Abstract
Multi-modal medical imaging provides complementary anatomical and
functional information essential for accurate diagnosis and treatment
planning. However, conventional fusion techniques often fail to retain
fine-grained structural and functional details, leading to suboptimal
diagnostic quality. Integrating diverse modalities such as MRI, CT, and
PET requires an approach capable of capturing complex inter-modal
relationships while preserving both spatial structures and functional
intensities.
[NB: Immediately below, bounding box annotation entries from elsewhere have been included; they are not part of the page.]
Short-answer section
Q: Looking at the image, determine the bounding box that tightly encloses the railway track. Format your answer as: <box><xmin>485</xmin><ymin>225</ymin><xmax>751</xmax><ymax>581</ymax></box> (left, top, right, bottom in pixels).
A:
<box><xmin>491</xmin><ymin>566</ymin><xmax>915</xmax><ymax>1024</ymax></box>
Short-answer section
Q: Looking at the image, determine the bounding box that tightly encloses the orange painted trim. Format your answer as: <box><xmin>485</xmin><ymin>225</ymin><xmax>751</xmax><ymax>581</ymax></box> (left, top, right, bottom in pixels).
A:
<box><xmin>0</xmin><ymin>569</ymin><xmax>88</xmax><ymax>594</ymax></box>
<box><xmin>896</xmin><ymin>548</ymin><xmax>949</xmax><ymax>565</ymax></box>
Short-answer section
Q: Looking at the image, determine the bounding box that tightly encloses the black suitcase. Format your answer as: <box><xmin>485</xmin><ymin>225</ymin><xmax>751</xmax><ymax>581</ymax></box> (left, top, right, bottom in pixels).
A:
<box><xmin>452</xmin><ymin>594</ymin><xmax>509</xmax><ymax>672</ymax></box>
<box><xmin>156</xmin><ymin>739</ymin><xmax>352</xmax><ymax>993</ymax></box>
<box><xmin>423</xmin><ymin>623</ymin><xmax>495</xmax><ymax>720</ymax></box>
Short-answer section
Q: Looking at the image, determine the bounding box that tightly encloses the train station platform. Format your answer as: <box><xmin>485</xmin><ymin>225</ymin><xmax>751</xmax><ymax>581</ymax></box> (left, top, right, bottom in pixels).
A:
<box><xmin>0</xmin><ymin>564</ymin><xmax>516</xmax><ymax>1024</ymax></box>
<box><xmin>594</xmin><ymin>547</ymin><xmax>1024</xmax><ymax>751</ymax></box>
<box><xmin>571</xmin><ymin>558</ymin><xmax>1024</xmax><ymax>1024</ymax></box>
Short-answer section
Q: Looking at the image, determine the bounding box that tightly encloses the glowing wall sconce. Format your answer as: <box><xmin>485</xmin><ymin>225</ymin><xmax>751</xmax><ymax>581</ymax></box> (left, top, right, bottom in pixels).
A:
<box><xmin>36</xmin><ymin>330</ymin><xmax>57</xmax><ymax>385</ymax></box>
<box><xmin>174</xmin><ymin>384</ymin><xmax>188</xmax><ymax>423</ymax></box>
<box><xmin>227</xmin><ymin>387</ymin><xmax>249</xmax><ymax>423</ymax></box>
Existing convolution-based methods are limited in
modeling long-range dependencies, resulting in loss of critical clinical
information. This study proposed a transformer-based cross-attention
network for multi-modal medical image fusion. Initially, input images
underwent preprocessing including normalization, resizing, and noise
reduction. Feature representations were extracted via parallel encoder
streams for each modality. A cross-attention mechanism then enabled
the network to learn modality-specific relationships, highlighting
complementary regions while suppressing redundant information.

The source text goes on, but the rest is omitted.